Stars:
Sacha Baron Cohen,
Pamela Anderson,
Ken Davitian
Director:
Larry Charles
Summary: Kazakhstani TV host Borat travels to America alongside his producer Azamat. After a hotel room viewing of BAYWATCH, Borat decides he must travel to California to woo Pamela Anderson, so he and the long-suffering Azamat take a cross-country road trip in an ice cream van, encountering some funny, disturbing, and deeply strange individuals along the way.

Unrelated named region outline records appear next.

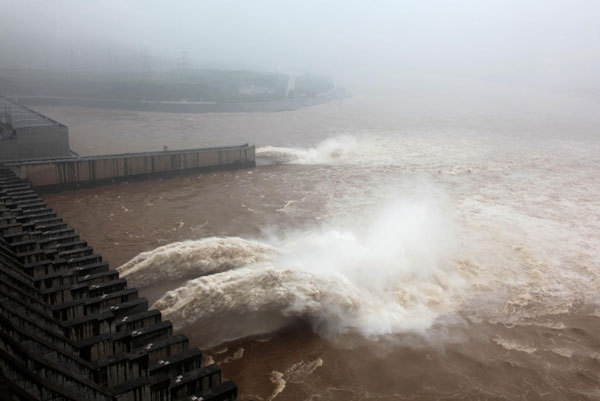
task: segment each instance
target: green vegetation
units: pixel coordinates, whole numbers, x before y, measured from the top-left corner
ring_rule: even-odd
[[[2,70],[4,94],[127,101],[248,102],[285,97],[289,77],[278,73],[229,70],[172,70],[152,73],[90,73]],[[295,96],[333,88],[311,75],[296,79]]]

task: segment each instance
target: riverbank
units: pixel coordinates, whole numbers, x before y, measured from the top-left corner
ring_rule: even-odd
[[[256,113],[293,111],[341,100],[349,96],[344,89],[335,88],[315,96],[247,102],[137,101],[61,96],[18,96],[17,99],[28,106],[81,106],[164,113]]]

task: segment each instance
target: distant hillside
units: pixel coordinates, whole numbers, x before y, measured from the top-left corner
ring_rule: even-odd
[[[256,102],[286,98],[289,77],[278,73],[178,70],[102,74],[46,70],[0,70],[0,92],[16,97],[103,99],[127,102]],[[294,97],[334,88],[330,79],[295,77]]]

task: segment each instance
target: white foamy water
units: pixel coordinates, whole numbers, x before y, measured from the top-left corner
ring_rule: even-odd
[[[399,138],[384,150],[382,141],[380,135],[342,136],[314,148],[267,147],[258,154],[276,162],[347,164],[342,168],[352,174],[371,174],[393,166],[389,160],[394,157],[400,163],[416,146]],[[419,168],[429,171],[425,178],[398,181],[388,172],[389,185],[396,186],[393,195],[371,181],[330,184],[331,193],[340,190],[329,202],[331,218],[315,227],[274,230],[277,234],[252,241],[208,238],[171,244],[139,255],[120,271],[138,286],[195,275],[154,305],[177,328],[220,314],[277,313],[306,319],[322,335],[380,336],[424,332],[473,299],[484,300],[469,308],[473,318],[483,313],[490,321],[517,322],[564,312],[573,300],[590,298],[597,272],[587,269],[582,275],[578,266],[552,257],[558,250],[565,258],[579,249],[561,240],[573,235],[572,228],[564,230],[565,220],[537,214],[552,213],[552,204],[528,213],[537,199],[500,199],[489,183],[471,187],[472,180],[465,179],[473,174],[476,182],[503,177],[513,180],[511,190],[517,190],[522,185],[517,171],[532,168],[527,160],[520,161],[525,166],[519,169],[513,161],[495,161],[504,155],[487,156],[484,162],[481,147],[464,146],[454,164],[446,165],[439,163],[438,151],[448,152],[440,144],[433,153],[415,154],[422,159]],[[361,164],[366,160],[372,163]],[[550,162],[543,155],[533,160]],[[538,177],[529,185],[539,197],[548,177],[535,167],[529,173]],[[374,188],[366,208],[365,194],[357,192],[362,184]],[[446,194],[448,184],[458,185],[459,192],[451,188]]]
[[[270,165],[66,194],[63,212],[119,261],[158,247],[122,271],[194,344],[259,335],[210,351],[242,399],[597,399],[597,103],[530,100],[193,116],[219,139],[247,127]]]
[[[344,135],[326,139],[314,148],[260,147],[256,157],[275,164],[344,164],[356,162],[365,152],[364,145],[356,137]]]
[[[117,268],[136,287],[217,273],[267,260],[273,248],[242,238],[183,241],[143,252]]]
[[[218,314],[277,312],[305,318],[323,335],[422,331],[451,309],[451,293],[462,283],[451,258],[452,226],[431,200],[398,199],[354,231],[324,226],[266,242],[225,238],[188,242],[186,248],[174,244],[177,259],[194,259],[189,252],[204,257],[200,249],[216,241],[228,255],[245,259],[213,261],[210,270],[197,271],[198,278],[168,292],[154,307],[178,328]],[[265,252],[271,249],[276,251]],[[163,248],[155,252],[164,254]],[[141,258],[144,266],[132,261],[122,270],[134,282],[172,279],[177,259],[168,262],[150,252]]]

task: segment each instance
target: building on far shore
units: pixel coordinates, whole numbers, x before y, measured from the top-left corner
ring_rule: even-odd
[[[0,97],[0,160],[69,157],[69,129]]]

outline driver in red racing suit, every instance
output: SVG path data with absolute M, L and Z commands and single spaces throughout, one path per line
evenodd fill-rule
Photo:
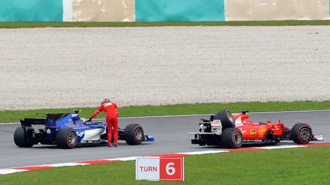
M 117 105 L 114 102 L 111 102 L 109 99 L 104 99 L 101 106 L 97 109 L 97 110 L 92 115 L 90 120 L 95 117 L 99 113 L 104 111 L 106 114 L 106 126 L 108 127 L 108 145 L 109 147 L 111 147 L 111 139 L 112 139 L 112 127 L 114 127 L 114 146 L 118 146 L 118 109 Z

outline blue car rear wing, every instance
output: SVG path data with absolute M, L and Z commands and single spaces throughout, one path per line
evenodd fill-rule
M 40 114 L 37 114 L 40 115 Z M 25 118 L 20 120 L 23 128 L 31 127 L 32 125 L 45 125 L 48 128 L 56 128 L 56 121 L 66 117 L 67 113 L 46 114 L 45 118 Z

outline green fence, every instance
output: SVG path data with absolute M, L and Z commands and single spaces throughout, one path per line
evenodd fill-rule
M 224 0 L 135 0 L 136 21 L 224 21 Z
M 0 21 L 63 21 L 62 0 L 0 0 Z

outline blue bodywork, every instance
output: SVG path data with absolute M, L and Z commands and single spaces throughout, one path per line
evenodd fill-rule
M 75 113 L 46 114 L 46 119 L 25 118 L 20 122 L 26 133 L 30 133 L 35 144 L 56 144 L 56 134 L 63 128 L 72 129 L 75 132 L 77 143 L 100 143 L 107 140 L 106 124 L 85 122 L 80 118 L 78 110 L 75 110 Z M 45 127 L 36 132 L 32 125 Z M 124 131 L 118 128 L 118 139 L 125 140 Z M 153 136 L 143 136 L 143 141 L 154 141 Z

Sacha Baron Cohen brings his Borat character to the big screen with this feature length adaptation of his American exploits. Fans of DA ALI G SHOW will already be familiar with the devilishly simple Borat formula, in which the heavily moustachioed TV host from Kazakhstan dupes a number of unwitting citizens into revealing their deepest prejudices, and this movie takes that premise, stirs in a little narrative structure, and serves a side-splitting mirth-fest. The action begins with Borat travelling to America alongside his producer Azamat Bagatov (Ken Davitian). After a hotel room viewing of BAYWATCH, Borat decides he must travel to California to woo Pamela Anderson, so he and the long-suffering Azamat take a cross-country road trip in an ice cream van, encountering some funny, disturbing, and deeply strange individuals along the way. SEINFELD producer Larry Charles lends his directing talents to BORAT, and he gets the balance between the loosely threaded plot and Borat’s encounters with real Americans exactly right. At times the movie threatens to topple over into glorious anarchy, with each situation escalating to ridiculously funny extremes, but Charles knows exactly when to put the brakes on and progress to Borat’s next encounter--although the police are called at the tail-end of one memorable sequence. Keen-eyed viewers will notice some repetition from the TV show, with Borat once again going to a rodeo and again taking etiquette lessons, but it’s almost as if Cohen treats each of these set-pieces as a comedic ‘bit’ he is working on, gradually adding further delirium every time he goes back for another shot. Sometimes it’s difficult to tell who, if any, of BORAT’s participants are actors, but it matters little when the material is this gut-wrenchingly funny, and it’s testament to Cohen’s talents that he’s managed to take a marginal supporting character from his TV show and turned him into a genuine cultural phenomenon.